CAPÍTULO LXVIII
EN el camión, Lorenzo estaba muy preocupado con lograr un desenlace correcto.
—¿Preparaste bien todo, Lorencito?
—Lo revisé mil veces, papá. Inundé todo con gasolina como para quemar medio mundo. Dispuse tres distintos programadores horarios como te dije. Conecté a cada uno una bombilla a la que rompí el cristal y dejé descansar sobre un colchón completamente impregnado en gasolina. Aparte de ello, conecté un cuarto programador de doce voltios a una batería, por si hay un fallo de corriente eléctrica. No hay ninguna posibilidad de que todo eso no se destruya completamente dentro de doce horas.
—No quisiera bajo ningún concepto que puedan buscar ahí ningún rastro, ni encontrar sobre todo una sola huella de don César.
—Todo serán cenizas dentro de poco más de doce horas.
—Eso es lo importante. ¿Dejaste fuera del refugio lo que te indiqué?
—Sí, papá. Sabrán que hemos estado ahí y no en México como ellos pensaban.
Continuaron hacia México, cruzando por el camino que ya habían estudiado. Continuaron manejando el camión día y noche sin descanso los dos mil kilómetros que les separaban de Monterrey.
Al fin llegaron a Monterrey, donde introdujeron el camión en el almacén de la empresa de transportes que había adquirido Lorenzo.
Sacaron del doble fondo a los secuestrados en muy mala situación, hacinados, con deshechos humanos esparcidos por el doble fondo, prácticamente enfermos. Los reanimaron. Les dieron comida y agua más que suficiente. Les mantuvieron bajo vigilancia arrinconados al fondo del camión. Así permitieron que se ventilara el interior. Finalmente cerraron de nuevo el portón trasero del vehículo.
—Bueno —dijo Lorencito—, os queda poco para estar en casa.
—Apágales la luz del interior del camión dentro de media hora para que duerman y no permitas que vean este almacén, para que nunca sepan dónde han estado.
—Todo estará controlado, papá —respondió Lorenzo.
Lorenzo se dirigió al pequeño cuarto de oficina o escritorio que había en el almacén, tomó uno de los celulares previstos para ello y se dispuso a hacer la llamada más importante.
—¿Y la mujer y el hijo del juez? —interpeló Carmen.
—Les comunicaré dónde están cuando estemos todos a salvo —respondió Lorenzo—. Ahora, déjame hacer esta llamada.
—Amigo, ¿lo tenéis todo bien dispuesto?
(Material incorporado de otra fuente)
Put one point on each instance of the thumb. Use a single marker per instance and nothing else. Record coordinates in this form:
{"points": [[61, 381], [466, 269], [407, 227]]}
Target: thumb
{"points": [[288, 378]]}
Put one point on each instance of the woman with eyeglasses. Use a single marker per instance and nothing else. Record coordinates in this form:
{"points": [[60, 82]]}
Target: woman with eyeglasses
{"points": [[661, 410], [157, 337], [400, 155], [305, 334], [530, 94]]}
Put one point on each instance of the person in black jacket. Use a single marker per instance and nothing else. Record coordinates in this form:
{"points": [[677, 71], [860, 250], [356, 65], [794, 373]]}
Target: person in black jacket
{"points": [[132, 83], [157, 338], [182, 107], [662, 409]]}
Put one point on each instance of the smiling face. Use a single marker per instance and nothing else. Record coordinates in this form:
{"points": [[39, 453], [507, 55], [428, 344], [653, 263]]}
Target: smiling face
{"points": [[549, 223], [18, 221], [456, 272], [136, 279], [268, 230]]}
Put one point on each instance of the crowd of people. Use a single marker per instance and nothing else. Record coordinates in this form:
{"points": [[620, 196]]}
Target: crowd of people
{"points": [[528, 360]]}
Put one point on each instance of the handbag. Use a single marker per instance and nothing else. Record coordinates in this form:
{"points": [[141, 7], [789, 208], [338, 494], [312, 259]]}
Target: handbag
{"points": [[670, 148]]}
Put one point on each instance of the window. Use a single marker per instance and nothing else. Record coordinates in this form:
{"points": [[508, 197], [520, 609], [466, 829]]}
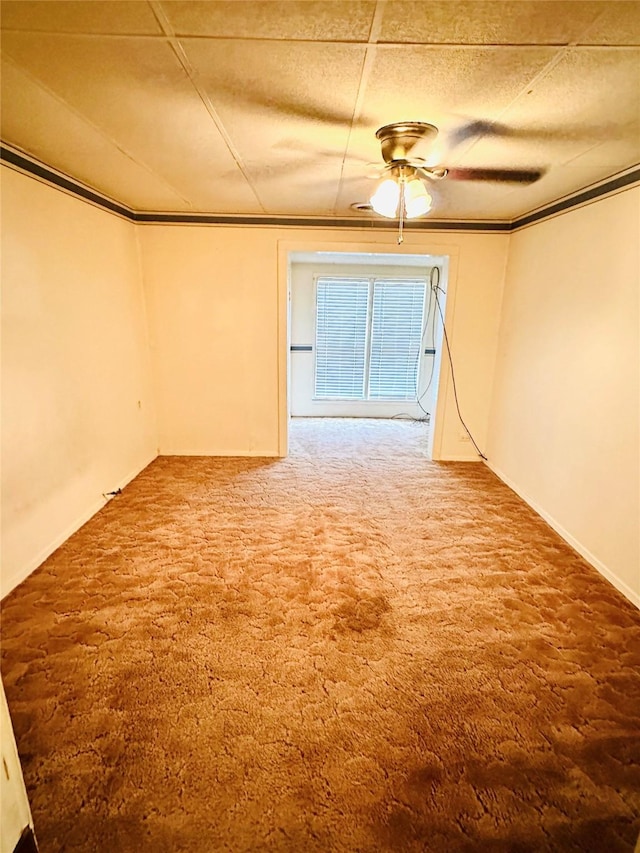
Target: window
{"points": [[368, 337]]}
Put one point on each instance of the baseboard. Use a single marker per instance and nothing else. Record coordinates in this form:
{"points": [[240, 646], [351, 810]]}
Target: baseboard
{"points": [[27, 842], [75, 525], [240, 452], [606, 572]]}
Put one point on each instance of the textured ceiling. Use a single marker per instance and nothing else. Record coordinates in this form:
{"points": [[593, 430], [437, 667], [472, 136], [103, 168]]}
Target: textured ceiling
{"points": [[270, 108]]}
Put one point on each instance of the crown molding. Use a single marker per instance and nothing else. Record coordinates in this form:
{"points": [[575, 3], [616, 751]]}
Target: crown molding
{"points": [[41, 171]]}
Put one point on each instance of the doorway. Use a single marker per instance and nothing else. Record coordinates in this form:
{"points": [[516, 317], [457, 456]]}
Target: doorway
{"points": [[364, 334]]}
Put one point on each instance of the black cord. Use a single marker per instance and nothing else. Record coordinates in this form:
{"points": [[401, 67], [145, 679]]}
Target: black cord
{"points": [[453, 377], [430, 313]]}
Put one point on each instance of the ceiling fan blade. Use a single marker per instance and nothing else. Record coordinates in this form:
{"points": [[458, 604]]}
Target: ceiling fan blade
{"points": [[503, 176]]}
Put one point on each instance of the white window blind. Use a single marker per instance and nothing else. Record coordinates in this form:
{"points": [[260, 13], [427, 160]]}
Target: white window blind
{"points": [[368, 338], [342, 307], [396, 333]]}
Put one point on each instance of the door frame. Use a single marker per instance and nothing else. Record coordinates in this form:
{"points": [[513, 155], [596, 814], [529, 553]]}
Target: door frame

Aquí lo tengo controlado... Claro que tengo el resto del dinero. Ya sabes de mi seriedad... Ha habido muchos gastos, claro... Pasado mañana, mi hijo mayor y yo estaremos en Mazatenango... Claro, avisa a don César. Disponedlo todo vosotros; él que no se mueva de su casa. Le visitáis como tantos simpatizantes, nada de llamadas. Que recuerde don César que no me canso de recordarlo, que seguro que la pulsera que lleva Carlos emite sonido y por tanto las conversaciones a su alrededor.
Al otro lado del teléfono, uno de los dos delincuentes amigos de Lorenzo, los que le habían ayudado en su día a capturar a los que quisieron violar a Carmen, estaba reunido con su colega. Lo tenían todo preparado por dos motivos: porque cobrarían mucho dinero por todo ello y porque odiaban a muerte a los gringos y simpatizaban con Carlos.
Las instrucciones de Lorenzo habían sido clarísimas: evitar a toda costa la muerte de nadie, pero principalmente de cualquier guatemalteco.
Lorenzo finalizó la llamada y se dirigió a Lorencito:
—No podemos perder tiempo en descansar, hijo. Hay que salir con el carro y conducir día y noche de nuevo para Mazatenango. Dormiremos en el carro. —Se dirigió entonces a Carmen—: Ya sabes dónde has de ir hasta que nos reunamos. Pasará algún tiempo, pero estarás bien en el lugar que te he preparado. Olvídate para siempre de tu antigua personalidad y tu antiguo aspecto. Tranquila, porque seguro que saldremos adelante y viviremos; en caso contrario, ya sabes, nunca les des la oportunidad de agarrarte viva.
Los dos lloraron, también Lorencito, antes de separarse.